Observability
Snakeway provides built‑in observability primitives intended for production deployments of a high‑performance edge proxy. The observability subsystem is designed to expose operational signals while keeping overhead predictable and minimal in the request hot path.
The system focuses on three goals:
- structured logs suitable for machine ingestion
- distributed tracing using OpenTelemetry
- a separation between control plane instrumentation and data plane execution
The implementation favors explicit initialization and deterministic startup ordering to avoid hidden runtime behavior.
Summary
The observability subsystem in Snakeway is intentionally minimal in the request hot path while still exposing the signals required to operate the proxy in production environments. Control plane components manage exporter lifecycles and asynchronous telemetry tasks, while data plane code emits structured events and tracing spans with minimal overhead.
Design Principles
Structured Logging
Snakeway uses the tracing ecosystem for structured logging. Logs are
emitted as JSON events with flattened fields to make ingestion by log
aggregation systems straightforward.
Logs are intended to represent operational state transitions such as:
- startup and shutdown events
- configuration reload activity
- certificate automation lifecycle
- device pipeline execution outcomes
- upstream proxy interactions
The logging system supports two output modes:
- standard output for container environments
- rolling file logs when
SNAKEWAY_LOG_DIRis configured
File logging uses a non‑blocking writer to ensure the request path is not affected by disk IO.
Distributed Tracing
Distributed tracing is implemented through OpenTelemetry and the
tracing-opentelemetry integration layer.
The OpenTelemetry pipeline is configured through the Snakeway runtime configuration and includes:
- OTLP exporter endpoint
- service metadata such as
service.nameandservice.version - sampling strategy
Tracing spans originate from the tracing instrumentation already used
for structured logging. The subscriber bridges these spans into the
OpenTelemetry exporter.
The exporter operates using a batch processor that runs on the control plane runtime. This avoids blocking request processing while traces are exported.
Runtime Metadata
Snakeway attaches resource metadata to every exported trace. The metadata follows OpenTelemetry semantic conventions and includes service attributes such as:
- service name
- service version
- instance identifier derived from the system hostname
This information allows telemetry backends to distinguish between instances in multi‑node deployments.
Sampling
The current implementation supports a parent‑based sampling model. The sampling decision propagates across nested spans so that trace hierarchies remain coherent.

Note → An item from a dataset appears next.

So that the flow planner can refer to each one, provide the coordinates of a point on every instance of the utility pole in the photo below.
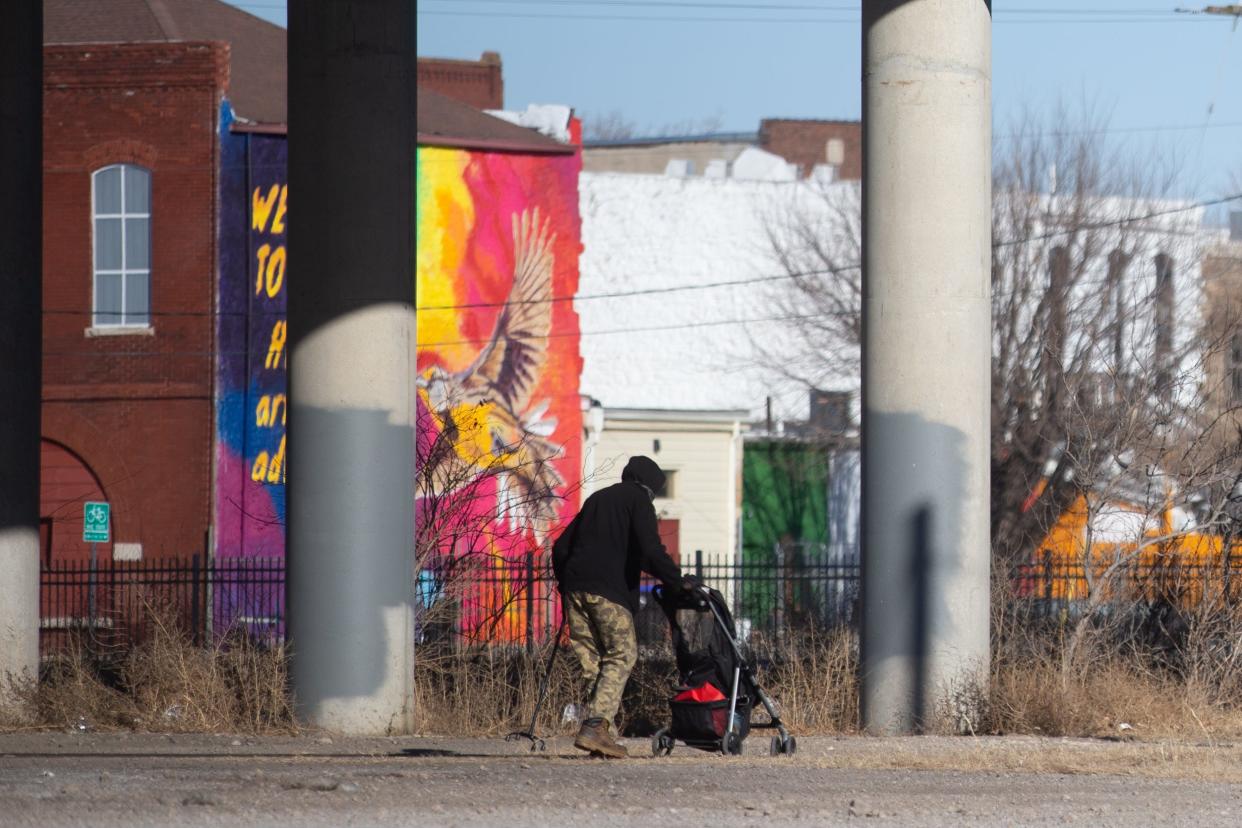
(21, 238)
(352, 364)
(927, 349)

Additional sampling strategies may be introduced later, but the default configuration ensures that traces remain complete once a root span has been sampled.
Request Instrumentation
Request processing is instrumented through spans created within the Pingora gateway implementation. A typical trace hierarchy represents the full request lifecycle:
- request span
- routing span
- device pipeline spans
- upstream proxy span
The device pipeline model allows individual devices to emit spans describing enrichment, filtering, or policy evaluation performed on the request.
Shutdown Behavior
The OpenTelemetry tracer provider is stored globally so that the exporter can flush pending spans during shutdown. This ensures that traces generated during the final moments of process execution are not lost.
Graceful shutdown hooks trigger exporter shutdown before the process exits.